Viele Geschichten und Anekdoten würzten Hans Ruckers Vortrag, von denen eine hier zum Besten gegeben werden soll:

In den Wirtschaften musste zum Bierausschank jährlich eine Schankgenehmigung erworben werden. Auch im Hohenaschauer Burghotel, in dem traditionsgemäß immer die "saubersten" Bedienungen angestellt waren, war dies erforderlich. Im Rahmen der Hygieneprüfung mussten sich die Bedienungen in einer Reihe aufstellen und die Kommission, bestehend aus Rentmeister, Bürgermeister und Braumeister prüfte die Hände auf Sauberkeit.

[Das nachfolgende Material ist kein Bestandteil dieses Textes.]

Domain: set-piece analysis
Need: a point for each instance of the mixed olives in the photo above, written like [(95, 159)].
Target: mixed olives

Danach mussten sich die Bedienungen umdrehen und die Röcke heben und die Kommission überprüfte, ob auch hier alles "hygienisch" zuging. Er habe diese Geschichte vom Bauer Karl, der zu dieser Zeit als Lehrling bei der Hohenaschauer Gemeindeverwaltung angestellt war, so Hans Rucker.

Im zweiten Teil seines Vortrages ließ Hans Rucker die alte Zeit anhand historischer Fotografien Revue passieren. So konnte man Bilder der Postkutsche, des ersten LKW der Brauerei oder auch von alten Handwerksbetrieben und den dazugehörenden Personen sehen.

Wie immer, ein Erlebnis. Vielen Dank. Und: Fortsetzung folgt!